Après avoir ainsi rendû justice à mon auteur, je serai plus concis sur ce qui me regarde moi-même & ma traduction. Je dois d’abord assurer le lecteur, que j’ai tâché de lui donner une idée exacte de l’original Persan, en le traduisant aussi literalement qu’il m’a été possible; en cela j’ai suivi & mes ordres & mon inclination. Nous avons asséz d’histoires Asiatiques habillées à l’Eu­ropéene, j’ai laissé à celle-ci ses ornemens natu­rels: je n’ai orné aucun détail; j’ai suivi l’élé­vation ou l’abaissement du style, comme je les ai trouvés. Le peu de mots que je puis avoir ajoutés n’ont été que pour écarter des ambiguités attachées à la différence d’idiomes; je n’ai retranché que dans les endroits où les allusions étoient ou trop absurdes pour nous; que quand les expressions à force d’être outrées devenoient ridicules à l’imagination calme de nos climats. Si j’ai hazardé de donner une traduction rimée des vers que j’ai trouvé dans le corps de cette Histoire, j’en ai ajouté une litérale à la fin de chaque partie.

On trouvera dans mes Notes un index Géo­graphique des principales villes & provinces dont cet ouvrage fait mention, mais j’ai été forcé de passer sous silence ce qui concerne plusieurs tribus, villages, & forteresses, dont on ne voit nulle trace dans les livres de géographie orientale que j’ai consulté.
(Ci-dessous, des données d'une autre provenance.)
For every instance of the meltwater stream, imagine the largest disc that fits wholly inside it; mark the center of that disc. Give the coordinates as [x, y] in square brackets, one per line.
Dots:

Quant au traité sur la poésie Asiatique que j’ai ajouté à cette histoire, comme une espece de commentaire sur le goût poétique dans lequel élle est écrite, s’il s’y trouve quelques erreurs, j’en appelle au jugement impartial du lecteur savant; il considerera sans doute combien il étoit difficile d’entendre parfaitement des Odes dont le ton sublime & chargé d’ornemens embarrasse même ceux dans la langue desquels elles sont écrites, surtout étant privé du secours d’un bon commentaire, si nécessaire dans ces occasions. Au reste, comme il m’a été prescrit d’écrire cet ouvrage en François, j’espére qu’on excusera la témérité que j’ai eû en entreprenant une tra­duction si difficile dans une langue qui n’est pas ma langue naturelle. Je ne dirai pourtant point avec le Romain, qui publia un ouvrage Grec, que j’ai commis des fautes volontaires, afin quelles fissent connoitre quelle étoit ma patrie; au con­traire, j’avoue que je n’ai rien oublié pour me mettre en état d’offrir un style correct; que j’ai reçû avec empressement tous les avis qui m’ont été donnés à ce sujet, & accepté avec reconnois­sance les secours qui m’ont été offerts.

A Londres
1770.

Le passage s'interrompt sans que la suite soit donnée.